Social activist Elliott Larson* said, “Anger always comes from frustrated expectations.” When I read that I couldn’t help but think of the church, or more specifically, congregational expectations towards their pastor. So often the reason why people are mad at their pastor can be traced back to frustrated expectations.
There are two types of expectations, realistic and unrealistic. It’s realistic for the members of your church to expect you to be prepared on Sunday morning to give a sermon, to be there for them when they face a crisis, to return their calls or emails, to pray for and with them, and to be somewhat of an example. It is unrealistic for your parishioners to expect you, your spouse, and your family to be perfect. It’s not realistic for them to feel like you should be available 24/7. It’s unrealistic for them to expect you to agree with them all the time, to like the things they like and value the things they value. It’s not realistic for your members to expect you to never get mad, frustrated, or make mistakes. Congregational expectations originate from a few places. These are:
1. Expectations carried over from past pastoral experiences.
I remember a family that joined out church after having recently moved into the area from another state. One of the first things they made sure to do was to tell me how great their former church was and how awesome their pastor was. He was “so this and so that”. As I listened to them go on and on I couldn’t help but think, “Boy, are they gonna be disappointed.” My church wasn’t anything like the one they described, nor did I resemble the guy that formerly pastored them. The opposite of this is when someone comes to your church and they have had a bad experience with their former pastor. So now they’re overly sensitive and just waiting for the first time you do anything that reminds them of the last guy and poof…they’re gone!
2. Expectations carried over from past experiences with authority figures.
Usually this means Mom or Dad. In counseling circles it’s called transference. You become a father figure or a mother figure (it doesn’t matter if you’re a male or female). I’ve had projected on me mother and father. Have you ever wanted to say, “Hey…I’m not your father.”? If so, then you know what I’m talking about. People can expect you to behave like their mother or their father did, whether that was good or bad.
3. Expectations based on misinformation about what a pastor should be or do. Somewhere along the line, perhaps from culture, people have learned that pastors are supposed to behave a certain way, do certain things. It’s misinformation but based on that, they now have expectations that you may or may not be able to fulfill.
So what’s the best way to handle congregational expectations?
- Regularly teach on the subject of expectations, unrealistic expectations, and not only expectations towards the pastor but also expectations members have of one another.

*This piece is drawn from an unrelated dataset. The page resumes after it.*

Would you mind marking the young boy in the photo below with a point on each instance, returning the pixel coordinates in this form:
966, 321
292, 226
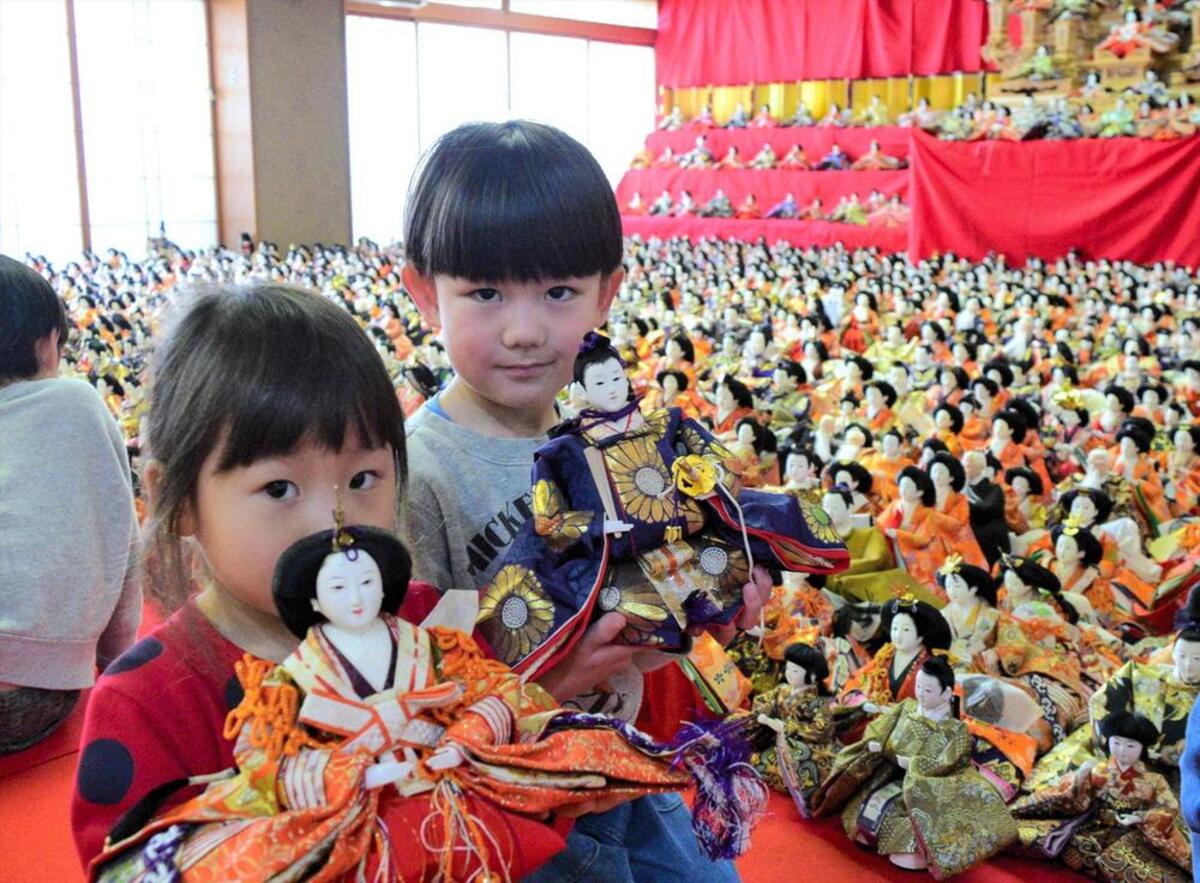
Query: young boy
514, 251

- Get in touch with who you are and who you aren’t as a pastor. Now remember, this is not an excuse for you to dismiss expectations that are realistic. “Well I don’t like to talk on the phone, it’s just not me. People shouldn’t expect me to call them back.” Sorry, that won’t fly.
- Once you know who you are, learn to be comfortable with that person. I don’t mean comfortable in the sense that you stop growing, or stop being open to change, or no longer see the need for personal change…but comfortable in the sense that you know who God made you. You are unique. The world might not need more than one of you…but they do need the one they have.
- Finally, be humble, be kind, understand that it’s normal for people to place unrealistic expectations on you, it’s hard for them to do otherwise, but…don’t give in to it. Remember the old saying, “If you give an inch, they’ll take a mile.”
*Responsible for the Elliott-Larsen Civil Rights Act which specifically forbids discrimination in employment on the basis of sex.